Reverse Mortgage Option # 2 – HECM Fixed
The Fixed Rate program was created in 2008 and is not as flexible at the ARM, but it does offer an interest rate that will never change.  With the Fixed program, the only option for disbursement of funds is “Lump Sum”. This means that at closing, the entire lump of money is disbursed with no option for future disbursements.  The Fixed Rate is often used when the purpose of the money is already known.  As a simple example: If the Principle Limit (or Loan Size) is $200,000  and the senior has a $150,000 mortgage lien that gets paid off thru the closing, then the senior would have $50,000 left over to save or spend however they like.

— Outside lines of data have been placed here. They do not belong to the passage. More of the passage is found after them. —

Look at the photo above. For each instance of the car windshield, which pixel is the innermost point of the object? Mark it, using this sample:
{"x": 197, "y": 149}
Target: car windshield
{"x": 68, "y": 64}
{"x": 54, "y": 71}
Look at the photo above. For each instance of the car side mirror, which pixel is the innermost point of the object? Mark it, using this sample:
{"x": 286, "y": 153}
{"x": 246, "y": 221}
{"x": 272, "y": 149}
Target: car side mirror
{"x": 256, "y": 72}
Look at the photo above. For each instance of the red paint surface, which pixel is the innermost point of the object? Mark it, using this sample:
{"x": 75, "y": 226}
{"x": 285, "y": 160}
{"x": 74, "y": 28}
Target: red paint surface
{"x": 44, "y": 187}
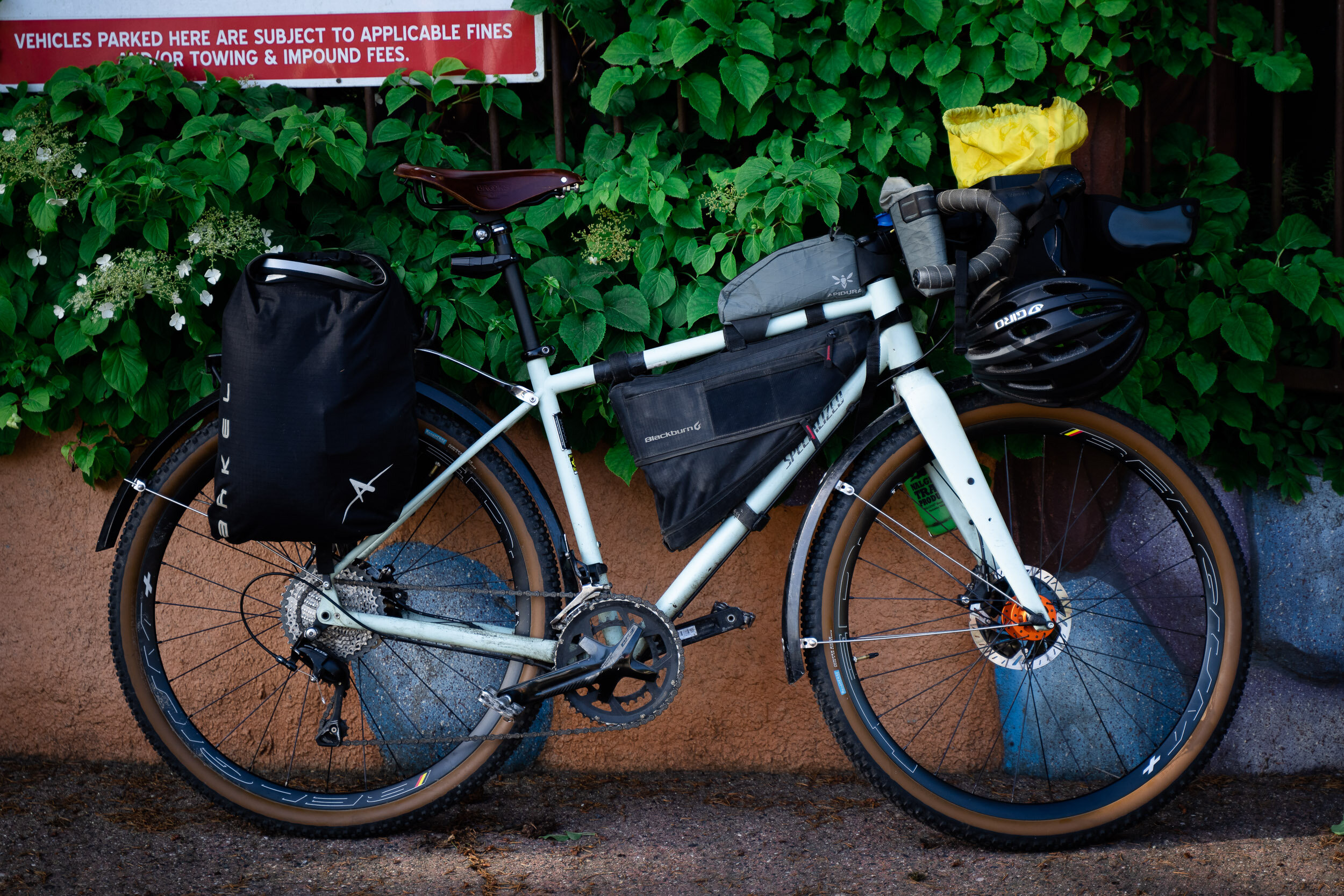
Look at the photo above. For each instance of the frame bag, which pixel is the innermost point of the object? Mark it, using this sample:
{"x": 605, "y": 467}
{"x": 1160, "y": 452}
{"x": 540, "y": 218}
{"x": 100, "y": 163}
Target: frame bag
{"x": 318, "y": 437}
{"x": 707, "y": 433}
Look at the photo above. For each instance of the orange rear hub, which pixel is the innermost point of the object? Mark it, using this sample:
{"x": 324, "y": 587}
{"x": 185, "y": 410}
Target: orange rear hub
{"x": 1020, "y": 625}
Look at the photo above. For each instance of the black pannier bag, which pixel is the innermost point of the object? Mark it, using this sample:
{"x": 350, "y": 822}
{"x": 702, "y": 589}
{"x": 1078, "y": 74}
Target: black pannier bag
{"x": 707, "y": 433}
{"x": 318, "y": 434}
{"x": 824, "y": 269}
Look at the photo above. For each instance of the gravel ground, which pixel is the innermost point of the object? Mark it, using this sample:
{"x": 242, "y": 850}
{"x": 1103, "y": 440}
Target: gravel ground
{"x": 119, "y": 829}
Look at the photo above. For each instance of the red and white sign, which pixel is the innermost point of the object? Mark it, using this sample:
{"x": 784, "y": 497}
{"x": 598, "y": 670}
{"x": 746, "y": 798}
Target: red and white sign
{"x": 302, "y": 44}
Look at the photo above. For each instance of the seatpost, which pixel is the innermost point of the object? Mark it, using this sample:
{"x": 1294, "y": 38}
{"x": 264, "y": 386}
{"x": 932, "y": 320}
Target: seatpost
{"x": 518, "y": 296}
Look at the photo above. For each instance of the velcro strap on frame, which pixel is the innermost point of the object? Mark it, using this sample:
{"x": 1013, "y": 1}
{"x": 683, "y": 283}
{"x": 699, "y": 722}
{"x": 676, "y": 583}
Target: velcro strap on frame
{"x": 750, "y": 519}
{"x": 959, "y": 299}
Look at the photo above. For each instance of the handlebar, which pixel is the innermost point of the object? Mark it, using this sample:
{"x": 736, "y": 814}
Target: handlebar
{"x": 1007, "y": 235}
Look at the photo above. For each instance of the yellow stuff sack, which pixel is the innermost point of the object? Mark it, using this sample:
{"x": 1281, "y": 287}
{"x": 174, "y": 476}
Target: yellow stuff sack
{"x": 1012, "y": 140}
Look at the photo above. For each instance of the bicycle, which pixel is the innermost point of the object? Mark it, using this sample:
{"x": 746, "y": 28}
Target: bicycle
{"x": 1046, "y": 666}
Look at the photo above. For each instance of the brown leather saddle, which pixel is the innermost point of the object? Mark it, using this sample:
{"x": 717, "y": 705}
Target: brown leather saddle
{"x": 491, "y": 191}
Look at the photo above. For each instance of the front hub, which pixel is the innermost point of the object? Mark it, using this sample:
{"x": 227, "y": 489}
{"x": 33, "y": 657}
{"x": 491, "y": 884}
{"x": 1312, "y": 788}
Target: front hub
{"x": 1003, "y": 630}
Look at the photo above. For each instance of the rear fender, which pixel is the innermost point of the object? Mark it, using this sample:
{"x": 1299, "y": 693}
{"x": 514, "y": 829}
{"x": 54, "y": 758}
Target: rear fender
{"x": 208, "y": 410}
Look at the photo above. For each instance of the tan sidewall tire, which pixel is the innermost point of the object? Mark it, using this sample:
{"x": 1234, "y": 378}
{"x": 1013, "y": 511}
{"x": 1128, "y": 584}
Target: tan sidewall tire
{"x": 224, "y": 786}
{"x": 1209, "y": 722}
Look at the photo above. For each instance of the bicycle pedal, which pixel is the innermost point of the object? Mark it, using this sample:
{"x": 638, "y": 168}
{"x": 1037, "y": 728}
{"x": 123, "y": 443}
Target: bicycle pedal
{"x": 724, "y": 618}
{"x": 332, "y": 734}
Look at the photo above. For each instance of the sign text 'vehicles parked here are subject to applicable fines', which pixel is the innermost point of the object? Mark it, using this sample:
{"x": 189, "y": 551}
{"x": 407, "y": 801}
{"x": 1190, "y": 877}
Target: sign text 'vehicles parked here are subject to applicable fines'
{"x": 268, "y": 42}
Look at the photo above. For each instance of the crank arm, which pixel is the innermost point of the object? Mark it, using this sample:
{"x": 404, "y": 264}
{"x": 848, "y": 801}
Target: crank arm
{"x": 724, "y": 618}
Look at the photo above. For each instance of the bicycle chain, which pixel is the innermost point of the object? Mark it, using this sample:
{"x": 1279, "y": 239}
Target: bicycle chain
{"x": 512, "y": 593}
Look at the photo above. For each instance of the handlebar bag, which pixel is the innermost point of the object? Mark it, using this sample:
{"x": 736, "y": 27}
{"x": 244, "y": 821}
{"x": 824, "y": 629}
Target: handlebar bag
{"x": 318, "y": 436}
{"x": 1123, "y": 235}
{"x": 706, "y": 434}
{"x": 824, "y": 269}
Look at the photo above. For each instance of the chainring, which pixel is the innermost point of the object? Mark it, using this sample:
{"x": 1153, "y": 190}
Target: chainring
{"x": 299, "y": 612}
{"x": 655, "y": 675}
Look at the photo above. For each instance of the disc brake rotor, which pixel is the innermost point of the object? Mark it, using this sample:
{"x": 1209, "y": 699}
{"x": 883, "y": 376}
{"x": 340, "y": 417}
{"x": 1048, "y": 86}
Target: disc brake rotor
{"x": 299, "y": 613}
{"x": 643, "y": 688}
{"x": 1002, "y": 632}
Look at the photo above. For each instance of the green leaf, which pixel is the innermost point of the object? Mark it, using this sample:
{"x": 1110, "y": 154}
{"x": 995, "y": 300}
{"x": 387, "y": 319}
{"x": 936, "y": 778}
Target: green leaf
{"x": 702, "y": 92}
{"x": 689, "y": 45}
{"x": 914, "y": 147}
{"x": 396, "y": 98}
{"x": 105, "y": 214}
{"x": 859, "y": 18}
{"x": 584, "y": 334}
{"x": 1200, "y": 374}
{"x": 1249, "y": 331}
{"x": 904, "y": 60}
{"x": 70, "y": 339}
{"x": 627, "y": 310}
{"x": 390, "y": 130}
{"x": 824, "y": 104}
{"x": 1045, "y": 11}
{"x": 628, "y": 49}
{"x": 620, "y": 461}
{"x": 124, "y": 369}
{"x": 1022, "y": 53}
{"x": 1276, "y": 73}
{"x": 1076, "y": 38}
{"x": 926, "y": 12}
{"x": 1207, "y": 313}
{"x": 156, "y": 233}
{"x": 941, "y": 58}
{"x": 745, "y": 77}
{"x": 960, "y": 89}
{"x": 1296, "y": 232}
{"x": 756, "y": 35}
{"x": 657, "y": 286}
{"x": 1299, "y": 284}
{"x": 303, "y": 174}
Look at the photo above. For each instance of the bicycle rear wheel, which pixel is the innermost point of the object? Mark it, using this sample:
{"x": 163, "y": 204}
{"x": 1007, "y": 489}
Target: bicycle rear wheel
{"x": 995, "y": 730}
{"x": 195, "y": 621}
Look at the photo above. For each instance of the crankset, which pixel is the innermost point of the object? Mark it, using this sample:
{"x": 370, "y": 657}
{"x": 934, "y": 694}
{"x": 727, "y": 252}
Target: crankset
{"x": 619, "y": 661}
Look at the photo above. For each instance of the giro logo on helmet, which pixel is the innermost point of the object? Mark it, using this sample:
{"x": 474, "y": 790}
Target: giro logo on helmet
{"x": 1019, "y": 315}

Reverse Mortgage Option # 3 – HECM Hybrid
This is a relatively new option that was first available in 2014.  It has both a Fixed Rate feature and the Adjustable Rate feature.  Using the above example, the portion that was immediately used at closing to pay off the $150,000 lien would be fixed.  The remaining $50,000 would not be disbursed to the borrower at time of closing, but would remain available to the senior in the form of a Line of Credit.  This is an excellent choice of products and we are expecting it to gain in popularity as it becomes more widely known to consumers.

Summary
Each program and terms are modified for your specific needs.  Your New Mexico Reverse Mortgage expert will walk you through every step of the process in order to qualify, answer all of your questions, and help you select the option that best suits your needs.


*What option that makes sense for one senior does not mean that it is the best option for another senior. Every client and scenario is unique, and needs to be treated as such.  So, we listen and will create an individual report for you.